Is there a depth buffer bound? And if so, is depth testing enabled? First glance looks like it's getting rejected. If you look in the event history (usually on the side of the graphics debugger) you may see a little symbol that looks like a crossed out 'Z' (if I'm remembering correctly).
Subresources can be in different states, but the rules still apply when setting resource barriers in that the before and after states must be correct. So for example, you could set mip level 0 to a shader resource and mip level 1 as a render target. See the documentation for D3D12_RESOURCE_TRANSITION_BARRIER, specifically the Subresource member.

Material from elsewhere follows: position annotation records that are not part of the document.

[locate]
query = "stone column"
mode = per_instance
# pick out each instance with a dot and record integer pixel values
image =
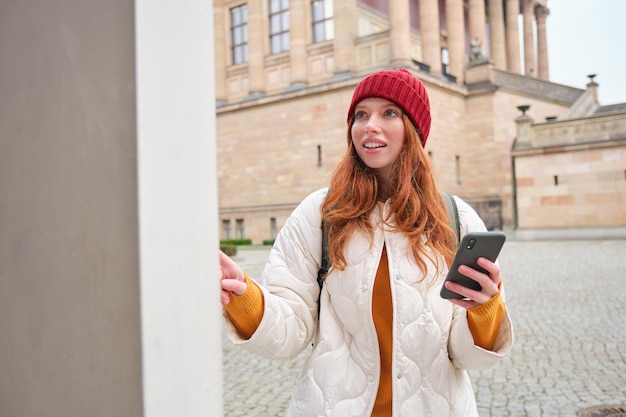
(221, 55)
(498, 41)
(477, 22)
(344, 15)
(399, 32)
(297, 44)
(512, 37)
(543, 71)
(529, 38)
(256, 48)
(456, 38)
(429, 26)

You can definitely re-use command lists, as well as command allocators, albeit at different paces.
You can think of a command list as providing the interface to write instructions to the command allocator. The command allocator is basically just a chunk of memory that lives somewhere. It doesn't really matter exactly where - that's for the driver implementer to decide. When you submit a command list to the command queue, you're basically saying "this is the next chunk of work for the GPU to complete and here's the chunk of memory that contains all the instructions". Even if the GPU immediately takes that work on (it probably won't), you still need that chunk of memory containing the instructions to be available the entire time they're being processed and executed.
So for command lists, you can reset them as soon as you have submitted them to the command queue and immediately begin to reuse them, because all you're really resetting is the command allocator they're using. However, you must not reset the command allocator that's just been submitted until you are completely sure that all GPU work has completed. Once you're sure the GPU has finished working on the tasks submitted to it, then you're free to cycle back and reset/reuse that allocator.
I'd recommend searching this site for ID3D12Fence. I'm sure I've seen a few posts over the past few months that have touched on this topic and show how to synchronize command list and allocator usage across multiple frames. To get you started, though, you'll need to think in terms of having enough allocators to cover however many frames of latency you'll be working with.